Menurut Budi, 48, salah seorang petani, jatah pupuk subsidi yang didapatkan dari pemerintah masih kurang untuk memenuhi kebutuhan sawahnya.
”Kalau pupuk subsidi memang dapat. Tapi masih kurang, karena saya per banon hanya dapat 50 kilogram,’’ ujarnya kepada Jawa Pos Radar Jombang.

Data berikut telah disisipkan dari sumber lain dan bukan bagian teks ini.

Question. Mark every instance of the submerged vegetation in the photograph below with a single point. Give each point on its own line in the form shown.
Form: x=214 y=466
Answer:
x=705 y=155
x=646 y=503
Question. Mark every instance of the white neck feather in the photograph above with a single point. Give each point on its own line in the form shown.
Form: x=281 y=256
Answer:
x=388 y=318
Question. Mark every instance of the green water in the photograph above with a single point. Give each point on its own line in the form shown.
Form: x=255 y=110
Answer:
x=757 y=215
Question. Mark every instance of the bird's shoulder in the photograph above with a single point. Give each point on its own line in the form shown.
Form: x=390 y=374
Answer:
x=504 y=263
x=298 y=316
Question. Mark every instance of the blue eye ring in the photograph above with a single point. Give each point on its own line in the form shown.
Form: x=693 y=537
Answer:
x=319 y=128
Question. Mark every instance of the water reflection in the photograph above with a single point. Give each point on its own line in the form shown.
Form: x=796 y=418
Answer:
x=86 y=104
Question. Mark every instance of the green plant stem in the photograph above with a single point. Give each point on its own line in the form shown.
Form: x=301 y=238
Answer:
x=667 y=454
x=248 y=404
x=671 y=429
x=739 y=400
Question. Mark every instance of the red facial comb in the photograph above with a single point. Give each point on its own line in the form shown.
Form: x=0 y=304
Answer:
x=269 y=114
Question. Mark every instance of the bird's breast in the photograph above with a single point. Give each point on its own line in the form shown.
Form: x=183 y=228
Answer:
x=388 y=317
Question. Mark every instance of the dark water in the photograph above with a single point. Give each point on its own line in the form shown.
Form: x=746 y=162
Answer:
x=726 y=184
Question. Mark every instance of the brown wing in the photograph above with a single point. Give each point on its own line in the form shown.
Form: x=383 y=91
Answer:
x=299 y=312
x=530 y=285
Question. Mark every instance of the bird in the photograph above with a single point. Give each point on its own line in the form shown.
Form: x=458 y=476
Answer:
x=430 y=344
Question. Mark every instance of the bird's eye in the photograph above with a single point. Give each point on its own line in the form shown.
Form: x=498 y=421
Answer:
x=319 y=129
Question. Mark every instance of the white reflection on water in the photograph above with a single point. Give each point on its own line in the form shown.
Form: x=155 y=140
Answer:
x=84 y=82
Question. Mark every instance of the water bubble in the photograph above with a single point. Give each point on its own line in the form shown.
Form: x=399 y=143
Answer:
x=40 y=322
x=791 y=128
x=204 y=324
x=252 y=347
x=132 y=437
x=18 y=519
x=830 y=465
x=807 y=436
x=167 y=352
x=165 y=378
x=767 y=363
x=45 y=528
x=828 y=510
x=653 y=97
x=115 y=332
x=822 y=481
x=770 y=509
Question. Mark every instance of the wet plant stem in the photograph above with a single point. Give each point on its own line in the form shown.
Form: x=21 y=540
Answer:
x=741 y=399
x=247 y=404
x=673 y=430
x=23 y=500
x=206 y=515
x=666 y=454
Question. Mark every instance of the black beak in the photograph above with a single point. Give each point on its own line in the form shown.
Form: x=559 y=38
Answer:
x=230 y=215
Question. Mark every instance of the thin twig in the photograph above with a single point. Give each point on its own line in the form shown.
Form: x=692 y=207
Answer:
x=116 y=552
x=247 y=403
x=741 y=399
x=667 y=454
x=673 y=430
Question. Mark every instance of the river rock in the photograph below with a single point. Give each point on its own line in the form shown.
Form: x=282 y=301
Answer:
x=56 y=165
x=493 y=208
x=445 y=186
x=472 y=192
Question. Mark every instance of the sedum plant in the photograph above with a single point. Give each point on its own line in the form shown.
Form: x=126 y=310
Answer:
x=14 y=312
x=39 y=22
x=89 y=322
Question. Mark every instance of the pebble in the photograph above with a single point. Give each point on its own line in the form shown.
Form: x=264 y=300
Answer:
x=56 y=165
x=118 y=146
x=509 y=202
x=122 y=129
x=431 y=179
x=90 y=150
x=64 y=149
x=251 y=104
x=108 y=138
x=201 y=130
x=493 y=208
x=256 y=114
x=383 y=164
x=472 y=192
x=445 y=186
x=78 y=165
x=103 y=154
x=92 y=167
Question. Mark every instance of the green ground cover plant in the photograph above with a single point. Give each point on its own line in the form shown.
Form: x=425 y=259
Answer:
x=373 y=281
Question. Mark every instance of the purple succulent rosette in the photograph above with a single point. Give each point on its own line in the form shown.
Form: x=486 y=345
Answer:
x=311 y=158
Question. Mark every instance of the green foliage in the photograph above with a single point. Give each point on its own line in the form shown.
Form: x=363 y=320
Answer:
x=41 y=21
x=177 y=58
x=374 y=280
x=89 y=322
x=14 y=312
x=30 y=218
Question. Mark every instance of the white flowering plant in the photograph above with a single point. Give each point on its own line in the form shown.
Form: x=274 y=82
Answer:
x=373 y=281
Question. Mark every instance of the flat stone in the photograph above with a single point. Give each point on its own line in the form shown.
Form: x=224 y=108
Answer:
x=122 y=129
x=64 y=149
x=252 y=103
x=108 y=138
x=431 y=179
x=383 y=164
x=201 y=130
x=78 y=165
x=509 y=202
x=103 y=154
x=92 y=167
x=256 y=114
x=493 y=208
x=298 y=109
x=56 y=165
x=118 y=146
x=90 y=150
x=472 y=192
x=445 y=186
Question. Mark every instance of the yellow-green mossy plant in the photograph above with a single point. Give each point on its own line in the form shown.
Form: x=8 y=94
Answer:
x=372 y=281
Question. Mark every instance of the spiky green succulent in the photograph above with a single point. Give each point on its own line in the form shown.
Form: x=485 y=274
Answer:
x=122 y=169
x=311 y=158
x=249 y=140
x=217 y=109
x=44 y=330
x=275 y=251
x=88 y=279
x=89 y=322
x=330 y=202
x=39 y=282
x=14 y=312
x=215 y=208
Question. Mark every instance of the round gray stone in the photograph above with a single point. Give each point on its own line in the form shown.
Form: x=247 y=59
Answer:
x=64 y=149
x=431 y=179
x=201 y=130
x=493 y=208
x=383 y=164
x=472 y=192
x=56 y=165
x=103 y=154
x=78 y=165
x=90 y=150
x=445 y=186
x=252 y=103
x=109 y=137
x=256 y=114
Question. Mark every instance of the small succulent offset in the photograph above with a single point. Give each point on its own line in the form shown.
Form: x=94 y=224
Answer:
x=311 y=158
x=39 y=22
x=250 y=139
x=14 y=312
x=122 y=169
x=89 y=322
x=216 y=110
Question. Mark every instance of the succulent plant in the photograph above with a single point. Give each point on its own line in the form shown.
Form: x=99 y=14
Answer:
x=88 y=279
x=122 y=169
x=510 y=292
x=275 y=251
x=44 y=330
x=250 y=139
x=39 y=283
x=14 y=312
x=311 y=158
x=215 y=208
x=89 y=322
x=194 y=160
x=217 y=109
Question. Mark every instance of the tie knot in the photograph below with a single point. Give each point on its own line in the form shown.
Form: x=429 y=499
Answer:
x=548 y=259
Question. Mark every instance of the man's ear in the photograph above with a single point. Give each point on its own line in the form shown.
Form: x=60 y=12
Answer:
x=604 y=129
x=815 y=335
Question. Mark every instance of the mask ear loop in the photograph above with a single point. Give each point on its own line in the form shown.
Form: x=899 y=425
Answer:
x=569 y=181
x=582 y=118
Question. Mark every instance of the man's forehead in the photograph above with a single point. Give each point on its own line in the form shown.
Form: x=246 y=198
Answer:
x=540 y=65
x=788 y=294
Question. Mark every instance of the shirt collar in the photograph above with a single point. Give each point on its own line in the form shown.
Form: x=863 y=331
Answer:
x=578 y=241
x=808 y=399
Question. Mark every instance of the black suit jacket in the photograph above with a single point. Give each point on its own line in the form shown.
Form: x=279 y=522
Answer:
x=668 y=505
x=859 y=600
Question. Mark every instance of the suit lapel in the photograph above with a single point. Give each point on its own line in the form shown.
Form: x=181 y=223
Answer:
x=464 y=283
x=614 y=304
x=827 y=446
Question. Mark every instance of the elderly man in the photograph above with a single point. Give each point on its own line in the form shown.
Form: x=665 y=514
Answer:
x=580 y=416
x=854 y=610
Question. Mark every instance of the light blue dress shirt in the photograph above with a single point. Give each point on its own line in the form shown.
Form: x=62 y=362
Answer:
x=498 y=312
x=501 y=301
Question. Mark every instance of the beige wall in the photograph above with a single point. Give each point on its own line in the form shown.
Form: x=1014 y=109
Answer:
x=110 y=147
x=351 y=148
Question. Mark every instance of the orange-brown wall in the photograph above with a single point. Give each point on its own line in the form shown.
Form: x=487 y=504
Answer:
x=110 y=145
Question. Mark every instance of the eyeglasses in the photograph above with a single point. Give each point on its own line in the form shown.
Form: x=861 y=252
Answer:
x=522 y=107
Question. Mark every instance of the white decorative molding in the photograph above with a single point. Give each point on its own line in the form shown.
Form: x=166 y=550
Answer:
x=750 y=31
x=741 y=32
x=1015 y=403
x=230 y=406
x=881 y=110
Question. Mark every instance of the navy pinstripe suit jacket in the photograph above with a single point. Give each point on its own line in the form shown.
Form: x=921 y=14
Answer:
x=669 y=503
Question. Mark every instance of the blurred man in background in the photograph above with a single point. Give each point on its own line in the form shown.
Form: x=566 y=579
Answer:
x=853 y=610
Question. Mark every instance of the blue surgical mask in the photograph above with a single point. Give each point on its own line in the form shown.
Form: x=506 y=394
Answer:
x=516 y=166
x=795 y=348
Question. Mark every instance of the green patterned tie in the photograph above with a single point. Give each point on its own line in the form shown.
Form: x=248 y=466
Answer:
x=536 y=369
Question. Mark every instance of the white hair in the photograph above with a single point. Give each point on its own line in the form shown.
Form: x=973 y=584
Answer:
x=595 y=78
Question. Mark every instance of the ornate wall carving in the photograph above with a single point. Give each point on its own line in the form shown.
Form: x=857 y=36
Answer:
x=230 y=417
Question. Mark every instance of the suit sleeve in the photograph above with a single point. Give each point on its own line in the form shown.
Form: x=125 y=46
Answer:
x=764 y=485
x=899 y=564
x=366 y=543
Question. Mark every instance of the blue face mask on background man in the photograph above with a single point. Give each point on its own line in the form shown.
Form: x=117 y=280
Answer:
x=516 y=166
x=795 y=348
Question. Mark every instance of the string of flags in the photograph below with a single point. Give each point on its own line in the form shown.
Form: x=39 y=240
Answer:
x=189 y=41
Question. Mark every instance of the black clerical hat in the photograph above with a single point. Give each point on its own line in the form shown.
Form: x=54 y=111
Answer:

Ia lantas merinci, 50 Kg pupuk subsidi yang didapatkan itu meliptui 35 Kg jenis Urea dan 15 Kg Phonska.
”Kalau dibilang cukup, ya dicukup-cukupkan, karena normalnya per banon 100 atau 1.400 meter persegi itu butuh 1 kuintal,’’ tambahnya.
Untuk itu, Budi terpaksa membeli kekurangan pupuk nonsubsidi untuk kebutuhan sawahnya. Harganya terpaut sangat jauh.
”Ya terpaksa beli nonsubsidi, harganya bervariatif tergantung jenis. Tapi saya beli yang biasa, sekitar Rp 260 ribu per 50 Kg,’’ papar dia.
Melihat harga yang sangat tinggi itulah pihaknya berharap pemerintah bisa menambah jatah pupuk subsidi agar kebutuhan pupuk di masa tanam dapat terpenuhi.
”Sebab, selama ini hasil produksi panen sangat tipis, itu belum pompa air untuk irigasi sawah dan lain-lain,’’ tegasnya.